MLA for Inverness
- In office 1949 – January 30, 1962
- Preceded by: Alexander H. McKinnon
- Succeeded by: William N. MacLean

Personal details
- Born: November 15, 1900 Inverness, Nova Scotia
- Died: January 30, 1962 (aged 61) Inverness, Nova Scotia
- Party: Nova Scotia Liberal Party
- Occupation: businessman

= Roderick MacLean (politician) =

Canadian politician

Roderick MacLean (November 15, 1900 – January 30, 1962) was a Canadian politician. He represented the electoral district of Inverness in the Nova Scotia House of Assembly from 1949 to 1962. He was a member of the Nova Scotia Liberal Party.

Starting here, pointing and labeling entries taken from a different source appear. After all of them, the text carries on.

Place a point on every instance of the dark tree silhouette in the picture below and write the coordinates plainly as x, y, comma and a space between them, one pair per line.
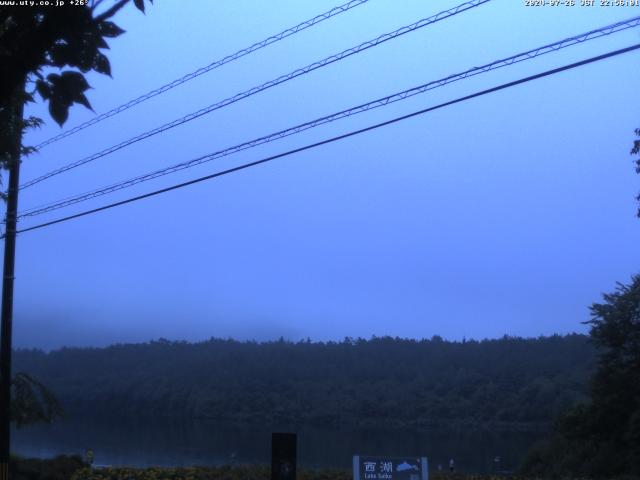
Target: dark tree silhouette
601, 438
62, 43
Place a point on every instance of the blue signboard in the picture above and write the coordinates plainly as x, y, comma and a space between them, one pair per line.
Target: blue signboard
385, 468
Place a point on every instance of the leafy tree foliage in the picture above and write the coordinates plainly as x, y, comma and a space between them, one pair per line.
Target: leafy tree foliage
601, 438
32, 402
386, 382
63, 44
66, 42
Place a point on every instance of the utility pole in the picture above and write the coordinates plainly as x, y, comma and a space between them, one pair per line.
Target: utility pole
16, 123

Born in 1900 at Inverness, Nova Scotia, MacLean was educated at Dalhousie University. He married Etta Maud Hammond in 1937. From 1937 to 1949, MacLean was a municipal councillor for Inverness County, serving from 1943 to 1949 as warden. MacLean entered provincial politics in the 1949 election, winning the dual-member Inverness riding with Liberal Alexander H. McKinnon. He was re-elected in 1953. Maclean was re-elected in the 1956, and 1960 elections, serving with Liberal Joseph Clyde Nunn. MacLean died in office on January 30, 1962. He was succeeded as MLA by his brother, William N. MacLean.